The day on which they looked each other in the eye first was on a Sunday morning, rather early. Black had done a perfectly foolhardy thing. It was a late June day, and the cherries in a certain tree just outside his bathroom window were blood-red ripe and tempting. Fresh from his cold tub—clad in shirt and trousers, unshaven—his mouth watering at the thought of eating cherries before breakfast, he climbed out of the window upon the sloping roof of the side porch, and let himself down to the edge to reach the cherries. He never knew how the fool thing happened, really; the only thing he did know was that he slipped suddenly upon the edge of the roof, wet with an early morning shower, and fell heavily to the ground below, striking on his right shoulder. And then, presently, he was sitting at the telephone in his study, addressing R. P. Burns, M.D., in terms which strove to be casual, inviting him to make a morning call at the manse.

“I’d come over myself,” he explained, “but I’m ashamed to say I’m a trifle shaky.”

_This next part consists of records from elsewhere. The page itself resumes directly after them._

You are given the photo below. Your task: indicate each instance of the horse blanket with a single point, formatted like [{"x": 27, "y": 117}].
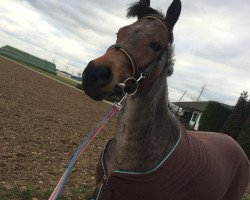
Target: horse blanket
[{"x": 203, "y": 166}]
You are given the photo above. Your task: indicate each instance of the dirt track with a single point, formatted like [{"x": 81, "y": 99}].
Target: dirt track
[{"x": 42, "y": 122}]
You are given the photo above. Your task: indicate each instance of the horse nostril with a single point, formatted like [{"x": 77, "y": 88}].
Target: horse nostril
[{"x": 103, "y": 75}]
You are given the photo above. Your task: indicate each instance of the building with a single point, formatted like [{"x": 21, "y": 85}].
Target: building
[{"x": 191, "y": 112}]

“Naturally,” replied the crisp voice at the other end of the wire. “Go and lie down till I get there.”

“Please have your breakfast first,” requested Black, struggling hard to master a growing faintness. Whatever he had done to his shoulder, it hurt rather badly, though he didn’t mind that so much as the idea of disgracing himself in Burns’ eyes by going white and flabby over what was probably a trivial injury. To be sure he couldn’t use his arm, but it didn’t occur to him that he had actually dislocated that shoulder by so trifling a means as a slip from the manse roof. The manse roof, of all places! It wasn’t built for incumbent ministers to go upon, between a bath and a shave, and tumble from like a little boy—and on a Sunday morning, too!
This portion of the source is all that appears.